#2 教育のルーティーンを変えてみる
<前日のブログに続きます>
教育のルーティーンを変えるというのは、今まで当たり前として捉えられていたことを変えてみるということです。先日のブログでは、学校で教えられる歴史という科目のなかで、暗記するということから、事件の背景や結果、その後などを取り上げることを優先してみてはどうかという提案です。
ボーディングスクールではそこから更に発展させて、歴史事実と反対のことなどを想定して、先生が生徒たちに意見を求めます。
暗記がその場限りの知識で、試験が終わればゴミ箱に入れられるがごとく、忘れ去られてしまっても差し支えないという知的作業に子どもたちが魅力を感じないのも無理のないことです。
ボーディングスクールの教育で優れている点は、先生と生徒のコミュニケーションの活発さと、そこから引き出される生徒自身の考え方の発揚にあると思います。一言でいえば、いろいろな歴史上の事件に対して、「あなたならどうする」と先生は問うていくわけですが、初めは勝手に意見を述べさせておいて、そこから徐々にその根拠を先生が追及したり、生徒同士でなぜという議論をしたりして、その事件に対する知識を増やしていく、興味を持たせるというのが先生の教育的技術ではないかと思います。
歴史だけでなく、英語のクラスでも読むことの面白さを授業で追っていくことをボーディングスクールの先生たちは大切にしていると思います。だから、小説を全部読ませる。生徒たちは、大変かも知れませんが、自分たちの理解をより先生が深めたり、生徒同士のディスカッションをしたりして、結局は自分の「世界」をより拡げることが授業の目的になっていると思います。
授業が自分とのかかわりというところから進行していくのに対して、日本の受験英語は、正確な「解釈」ができるかどうかが試されるだけで、自分と英語のかかわりについては、お構いなしに授業が進んでいきます。
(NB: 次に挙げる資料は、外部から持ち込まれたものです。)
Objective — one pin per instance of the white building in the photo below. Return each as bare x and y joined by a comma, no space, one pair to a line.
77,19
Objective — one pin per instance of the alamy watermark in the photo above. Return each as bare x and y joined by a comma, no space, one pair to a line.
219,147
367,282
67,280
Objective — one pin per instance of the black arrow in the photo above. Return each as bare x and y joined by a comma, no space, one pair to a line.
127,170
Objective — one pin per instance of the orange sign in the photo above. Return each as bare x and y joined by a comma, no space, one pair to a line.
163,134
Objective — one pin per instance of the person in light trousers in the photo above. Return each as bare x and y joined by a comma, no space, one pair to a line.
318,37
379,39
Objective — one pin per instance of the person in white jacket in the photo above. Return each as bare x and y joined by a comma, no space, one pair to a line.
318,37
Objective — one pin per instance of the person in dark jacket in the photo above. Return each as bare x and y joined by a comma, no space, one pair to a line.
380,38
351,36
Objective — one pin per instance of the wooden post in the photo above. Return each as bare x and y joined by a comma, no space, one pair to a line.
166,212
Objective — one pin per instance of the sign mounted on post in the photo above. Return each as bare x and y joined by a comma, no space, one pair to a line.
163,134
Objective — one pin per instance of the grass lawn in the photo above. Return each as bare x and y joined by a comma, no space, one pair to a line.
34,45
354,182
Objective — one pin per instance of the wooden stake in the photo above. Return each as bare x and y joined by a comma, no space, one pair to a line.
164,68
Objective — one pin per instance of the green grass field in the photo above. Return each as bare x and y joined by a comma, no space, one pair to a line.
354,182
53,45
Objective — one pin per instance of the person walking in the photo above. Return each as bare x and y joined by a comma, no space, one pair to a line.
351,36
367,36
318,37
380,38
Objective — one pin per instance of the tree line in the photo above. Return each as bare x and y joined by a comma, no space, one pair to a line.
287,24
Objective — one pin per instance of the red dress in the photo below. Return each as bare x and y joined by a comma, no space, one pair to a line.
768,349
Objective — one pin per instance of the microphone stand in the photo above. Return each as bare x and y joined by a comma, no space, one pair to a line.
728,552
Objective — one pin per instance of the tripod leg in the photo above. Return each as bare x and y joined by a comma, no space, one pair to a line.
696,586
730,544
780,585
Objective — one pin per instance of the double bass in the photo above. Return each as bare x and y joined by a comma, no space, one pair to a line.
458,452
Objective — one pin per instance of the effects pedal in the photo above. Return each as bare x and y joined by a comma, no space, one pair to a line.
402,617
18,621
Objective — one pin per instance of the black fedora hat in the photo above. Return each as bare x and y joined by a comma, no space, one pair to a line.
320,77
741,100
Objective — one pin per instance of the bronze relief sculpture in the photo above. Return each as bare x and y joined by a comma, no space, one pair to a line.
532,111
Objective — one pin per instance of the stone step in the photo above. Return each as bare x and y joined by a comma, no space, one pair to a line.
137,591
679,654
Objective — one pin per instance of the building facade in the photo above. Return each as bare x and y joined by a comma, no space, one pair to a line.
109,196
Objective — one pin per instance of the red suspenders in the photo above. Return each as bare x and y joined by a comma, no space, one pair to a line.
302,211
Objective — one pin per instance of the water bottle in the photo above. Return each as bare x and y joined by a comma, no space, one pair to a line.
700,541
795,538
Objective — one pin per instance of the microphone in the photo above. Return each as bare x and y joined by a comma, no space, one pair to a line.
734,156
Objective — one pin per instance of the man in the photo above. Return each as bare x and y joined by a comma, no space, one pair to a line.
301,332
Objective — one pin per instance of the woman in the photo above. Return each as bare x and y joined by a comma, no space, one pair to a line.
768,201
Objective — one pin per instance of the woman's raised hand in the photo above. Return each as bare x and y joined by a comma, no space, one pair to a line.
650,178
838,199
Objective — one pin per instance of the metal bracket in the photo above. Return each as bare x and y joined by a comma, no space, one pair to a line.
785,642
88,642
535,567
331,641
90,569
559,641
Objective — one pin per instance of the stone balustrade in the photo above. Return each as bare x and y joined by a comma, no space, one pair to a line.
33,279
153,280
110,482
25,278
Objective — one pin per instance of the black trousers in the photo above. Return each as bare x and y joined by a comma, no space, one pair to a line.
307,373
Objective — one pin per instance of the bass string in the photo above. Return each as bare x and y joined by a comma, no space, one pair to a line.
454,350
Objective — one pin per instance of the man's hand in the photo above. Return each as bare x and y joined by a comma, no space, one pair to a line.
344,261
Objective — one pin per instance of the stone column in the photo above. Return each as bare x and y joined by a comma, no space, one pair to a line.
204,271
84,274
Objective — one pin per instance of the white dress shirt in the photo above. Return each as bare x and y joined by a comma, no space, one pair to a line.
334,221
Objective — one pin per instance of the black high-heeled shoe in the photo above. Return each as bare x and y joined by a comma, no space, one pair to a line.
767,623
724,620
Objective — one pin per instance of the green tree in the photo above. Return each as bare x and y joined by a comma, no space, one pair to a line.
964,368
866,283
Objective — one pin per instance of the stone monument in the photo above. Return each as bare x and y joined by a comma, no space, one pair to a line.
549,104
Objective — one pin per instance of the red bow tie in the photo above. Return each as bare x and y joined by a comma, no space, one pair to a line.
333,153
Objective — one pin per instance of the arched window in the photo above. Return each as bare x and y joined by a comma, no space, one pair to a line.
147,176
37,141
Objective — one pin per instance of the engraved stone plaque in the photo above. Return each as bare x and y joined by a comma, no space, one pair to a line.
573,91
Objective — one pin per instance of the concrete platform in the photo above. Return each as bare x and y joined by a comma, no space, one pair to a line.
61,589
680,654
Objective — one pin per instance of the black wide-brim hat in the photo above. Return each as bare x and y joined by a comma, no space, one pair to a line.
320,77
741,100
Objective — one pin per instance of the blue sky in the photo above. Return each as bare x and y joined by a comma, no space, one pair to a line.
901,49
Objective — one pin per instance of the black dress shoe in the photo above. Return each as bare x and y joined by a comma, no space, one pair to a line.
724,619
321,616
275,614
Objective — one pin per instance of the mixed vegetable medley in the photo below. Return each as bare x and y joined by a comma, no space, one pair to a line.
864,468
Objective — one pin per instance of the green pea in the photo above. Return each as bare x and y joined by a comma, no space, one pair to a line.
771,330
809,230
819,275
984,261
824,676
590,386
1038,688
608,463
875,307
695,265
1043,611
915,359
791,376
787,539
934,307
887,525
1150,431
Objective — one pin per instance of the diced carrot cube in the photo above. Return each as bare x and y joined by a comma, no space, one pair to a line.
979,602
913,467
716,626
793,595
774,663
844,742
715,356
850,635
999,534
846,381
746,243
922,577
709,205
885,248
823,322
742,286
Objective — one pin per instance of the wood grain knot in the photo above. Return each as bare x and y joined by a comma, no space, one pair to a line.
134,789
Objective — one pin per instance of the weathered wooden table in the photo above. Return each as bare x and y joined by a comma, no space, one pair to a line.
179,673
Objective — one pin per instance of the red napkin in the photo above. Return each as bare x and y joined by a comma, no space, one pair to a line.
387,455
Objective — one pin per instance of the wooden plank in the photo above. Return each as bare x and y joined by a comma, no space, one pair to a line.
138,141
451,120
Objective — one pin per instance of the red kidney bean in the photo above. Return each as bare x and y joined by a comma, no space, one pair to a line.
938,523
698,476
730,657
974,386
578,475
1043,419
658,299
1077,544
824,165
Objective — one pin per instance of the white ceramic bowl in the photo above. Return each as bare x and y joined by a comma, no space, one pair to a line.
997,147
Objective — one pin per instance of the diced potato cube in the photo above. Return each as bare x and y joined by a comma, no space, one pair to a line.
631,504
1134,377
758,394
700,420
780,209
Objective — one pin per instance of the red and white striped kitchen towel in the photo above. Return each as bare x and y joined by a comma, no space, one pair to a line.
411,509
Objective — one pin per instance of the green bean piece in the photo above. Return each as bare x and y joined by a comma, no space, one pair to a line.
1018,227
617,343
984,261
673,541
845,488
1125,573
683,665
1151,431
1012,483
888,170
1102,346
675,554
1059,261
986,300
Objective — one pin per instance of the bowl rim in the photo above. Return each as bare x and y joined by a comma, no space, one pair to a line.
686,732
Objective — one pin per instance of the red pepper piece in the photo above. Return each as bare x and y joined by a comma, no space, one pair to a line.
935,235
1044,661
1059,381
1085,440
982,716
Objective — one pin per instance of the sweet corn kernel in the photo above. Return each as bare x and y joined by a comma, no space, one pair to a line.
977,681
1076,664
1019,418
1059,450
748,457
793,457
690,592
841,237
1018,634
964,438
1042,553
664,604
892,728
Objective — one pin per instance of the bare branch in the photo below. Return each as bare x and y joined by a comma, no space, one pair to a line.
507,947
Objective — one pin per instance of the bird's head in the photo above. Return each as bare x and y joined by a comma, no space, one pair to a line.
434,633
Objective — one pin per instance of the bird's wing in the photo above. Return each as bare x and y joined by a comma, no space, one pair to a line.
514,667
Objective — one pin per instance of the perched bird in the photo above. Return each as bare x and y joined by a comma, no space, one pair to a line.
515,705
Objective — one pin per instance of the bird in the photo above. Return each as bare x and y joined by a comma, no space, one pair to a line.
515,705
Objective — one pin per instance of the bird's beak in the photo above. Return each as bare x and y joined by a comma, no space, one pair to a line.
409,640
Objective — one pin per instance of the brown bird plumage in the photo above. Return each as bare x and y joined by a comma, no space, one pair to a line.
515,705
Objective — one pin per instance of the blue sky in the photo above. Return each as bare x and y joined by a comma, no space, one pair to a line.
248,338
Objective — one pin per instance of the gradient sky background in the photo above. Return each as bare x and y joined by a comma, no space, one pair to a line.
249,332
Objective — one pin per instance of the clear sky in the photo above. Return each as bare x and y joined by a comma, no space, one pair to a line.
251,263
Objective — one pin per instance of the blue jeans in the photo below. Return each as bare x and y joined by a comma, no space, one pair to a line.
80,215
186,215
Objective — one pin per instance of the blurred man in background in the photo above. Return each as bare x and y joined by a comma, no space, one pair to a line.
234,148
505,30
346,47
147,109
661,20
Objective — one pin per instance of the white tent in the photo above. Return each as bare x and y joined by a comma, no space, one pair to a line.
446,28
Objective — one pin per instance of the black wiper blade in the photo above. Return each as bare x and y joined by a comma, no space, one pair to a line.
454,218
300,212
自分の将来にやりたいことがある程度イメージできて、そのために大学に行きたいと思う生徒は、日々の授業がどうであれ、試験に受かるための努力ができるでしょうが、それが無い生徒は受験勉強がやはり大変な苦痛になると思います。
日本の受験生にとって、日々の授業のなかで、やっていることと自分とのかかわりがはっきりとすれば、学校そのものがより楽しいと思われるのではないかと思います。